Stepping into the Newcastle West End Foodbank made famous by I, Daniel Blake, Ken Loach’s scorching film about the victims of Tory austerity, a humble little old lady held a cheque.
Aged 80 and living nearby, in a faint Scottish dialect she modestly declared a regretful life had been made harder than in her salad days so she wanted to support families less fortunate than her own.
Manager John McCorry, who runs the venue Church of the Venerable Bede in the Tyneside city’s Benwell area thanked the pensioner and coaxed out her address to send a polite letter of appreciation. He noticed the cheque was for £250, but she asked him not to publish her name as she was doing only what was right and warranted no public recognition.
She was one of the fortunate ones because she got a nice council house and a decent job, and now a modest pension, and she’d wanted to go to the Church for weeks, and believed that it was evil what was happening to people, and that they should be helped, not punished, and that formulating poverty is inexcusable.
Earlier a couple of handsome siblings in stylish trainers and designer threads, sauntered into the food bank located in the Church of the Venerable Bede in the Tyneside city’s Benwell area, and builders Behzad and Behnam Emami, 29 and 34, started to clean up.
Four years ago they had been asylum seekers from Iran who began volunteering when banned from paid employment, but they continued volunteering after the Home Office let them stay and find employment, and when they’re available they simply come to help out because helping people is great.
Later in the city’s famous indoor Grainger Market, with its famous Marks and Spencer’s Penny Bazaar, an old man in shabby garments also wanted to help. He had a handful of coins as he meekly approached a unit the food bank operates with Newcastle United fans to collect “Toonaid” donations from a Geordie nation doing what the Conservative government isn’t, and the kindness of people is amazing and completely touching.
The food bank gives life-saving packages from two centres, including the Church of the Venerable Bede, and a warehouse in Newburn co-ordinate delivery, but without these amazing volunteers and all the people collecting and donating food and money, it makes you question what might happen to the people in genuine need and that are going hungry.
It’s not only adults, but it also’s the children too, and demand is growing, and poverty is growing as well.
The Newcastle West End Foodbank is part of the Trussell Trust network and the biggest in the country, serving close to 50,000 families this year with 106 tonnes of food worth £209,000.

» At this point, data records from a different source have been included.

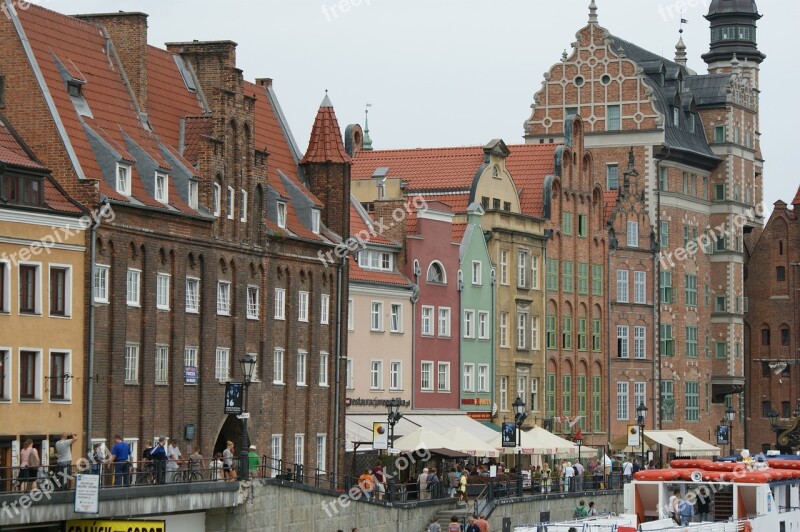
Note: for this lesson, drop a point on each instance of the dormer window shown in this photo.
(315, 221)
(162, 190)
(124, 179)
(282, 214)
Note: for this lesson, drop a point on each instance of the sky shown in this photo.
(452, 72)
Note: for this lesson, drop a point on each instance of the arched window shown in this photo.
(436, 273)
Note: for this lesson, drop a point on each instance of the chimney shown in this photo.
(128, 33)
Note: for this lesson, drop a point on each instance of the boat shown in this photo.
(748, 495)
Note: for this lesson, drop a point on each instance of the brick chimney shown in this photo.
(128, 33)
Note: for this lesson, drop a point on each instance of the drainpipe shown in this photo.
(90, 390)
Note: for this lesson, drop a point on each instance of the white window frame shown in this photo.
(100, 284)
(223, 298)
(222, 364)
(280, 303)
(133, 288)
(444, 322)
(162, 291)
(278, 364)
(192, 295)
(162, 187)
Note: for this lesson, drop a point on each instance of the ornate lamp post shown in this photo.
(641, 410)
(248, 364)
(730, 415)
(393, 406)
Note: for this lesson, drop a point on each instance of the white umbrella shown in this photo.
(460, 440)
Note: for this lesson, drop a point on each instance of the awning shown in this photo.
(691, 445)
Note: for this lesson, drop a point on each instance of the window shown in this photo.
(436, 274)
(162, 364)
(100, 283)
(444, 376)
(613, 118)
(503, 261)
(583, 278)
(162, 191)
(622, 341)
(692, 401)
(640, 288)
(281, 213)
(583, 228)
(622, 286)
(483, 378)
(622, 401)
(224, 298)
(253, 303)
(124, 179)
(321, 451)
(315, 221)
(566, 332)
(469, 377)
(426, 377)
(483, 325)
(302, 365)
(597, 279)
(395, 375)
(444, 322)
(58, 383)
(299, 448)
(426, 322)
(666, 287)
(222, 365)
(217, 199)
(276, 448)
(30, 375)
(376, 375)
(230, 203)
(503, 326)
(552, 275)
(134, 288)
(277, 365)
(551, 333)
(639, 342)
(522, 327)
(194, 194)
(566, 225)
(612, 177)
(665, 339)
(522, 269)
(324, 309)
(568, 273)
(302, 306)
(280, 304)
(59, 291)
(131, 364)
(581, 334)
(633, 234)
(477, 278)
(162, 291)
(596, 335)
(469, 324)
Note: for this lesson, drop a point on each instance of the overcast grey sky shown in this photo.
(453, 72)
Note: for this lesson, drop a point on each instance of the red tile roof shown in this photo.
(325, 143)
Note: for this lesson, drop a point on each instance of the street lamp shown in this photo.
(730, 415)
(248, 364)
(393, 405)
(641, 410)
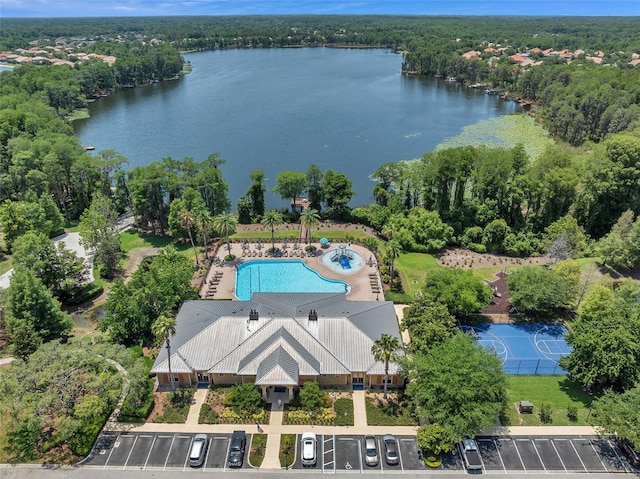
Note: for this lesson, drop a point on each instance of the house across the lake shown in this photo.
(278, 341)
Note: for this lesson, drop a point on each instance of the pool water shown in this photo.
(282, 277)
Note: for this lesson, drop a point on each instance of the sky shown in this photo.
(109, 8)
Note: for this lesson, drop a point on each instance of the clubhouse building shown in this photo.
(279, 341)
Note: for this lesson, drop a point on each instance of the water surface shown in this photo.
(283, 109)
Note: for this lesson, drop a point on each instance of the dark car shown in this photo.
(236, 449)
(630, 452)
(391, 450)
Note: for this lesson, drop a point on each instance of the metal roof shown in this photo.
(279, 368)
(217, 336)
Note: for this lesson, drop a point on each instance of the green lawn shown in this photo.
(414, 267)
(287, 449)
(392, 414)
(557, 392)
(258, 448)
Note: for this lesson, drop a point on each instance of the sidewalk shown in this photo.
(275, 428)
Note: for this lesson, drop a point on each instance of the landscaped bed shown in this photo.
(392, 411)
(337, 411)
(559, 394)
(217, 410)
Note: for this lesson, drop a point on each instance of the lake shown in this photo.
(284, 109)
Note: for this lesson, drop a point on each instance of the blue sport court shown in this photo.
(524, 348)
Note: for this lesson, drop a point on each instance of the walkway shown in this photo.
(275, 428)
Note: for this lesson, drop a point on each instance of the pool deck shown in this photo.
(221, 277)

Hot meals are served and packages are given to take home. Meanwhile, an integration programme seeks to sort out problems with landlords, benefits, health, both physical and mental, plus treatments for addictions, and the gut-wrenching stories of families left in desperation by gaping holes ripped in the welfare state by the Tories are commonplace everywhere in the country.
Slum landlords, DWP sanctions, bad bosses and Universal Credit are evils either endured or administered by self-righteous Conservative Ministers, and people sleeping on the streets or in cars and vans is expanding.
One mother was £3,500 in debt after the council charged her £30 a week bedroom tax despite her readiness to move into a smaller property the local authority couldn’t find, then if you look around Newcastle’s West End food bank you’ll see two unkempt young men who were once soldiers and are now living rough.
One was ready to give up, feeling rejected by the country which put him in a uniform and sent him to war and then dropped him like a sack of potatoes, but to those people out there who are going about their everyday life and have a job, it’s not always that apparent to them that there are people out there that are struggling.
People simply don’t have the time to consider stuff like this, it’s like material that comes out of a Dicken’s novel, and it’s expanding at such intensity that people are blind to what’s going on.
Christine Wood, a retired library worker proud of her MBE, represents herself in I, Daniel Blake’s food bank scenes, and she sees genuine people being treated badly, and sometimes you’ve really got to bite your lip when they tell you what’s happening, now they’ve got no money and are very desperate.
You could cry but you can’t afford to cry or let yourself go downhill, and you couldn’t help them if you did. So you show compassion and try to put a smile on their faces.
We all know who are formulating this misery, and what the government’s doing, and they’ll never be forgiven, but ordinary people have the ability to change these things, and we all need to stop voting Tory.
Austerity is not over, but then Theresa May doesn’t appear to think that people going to food banks is a problem, but then the Tories simply don’t care because they’re cruel.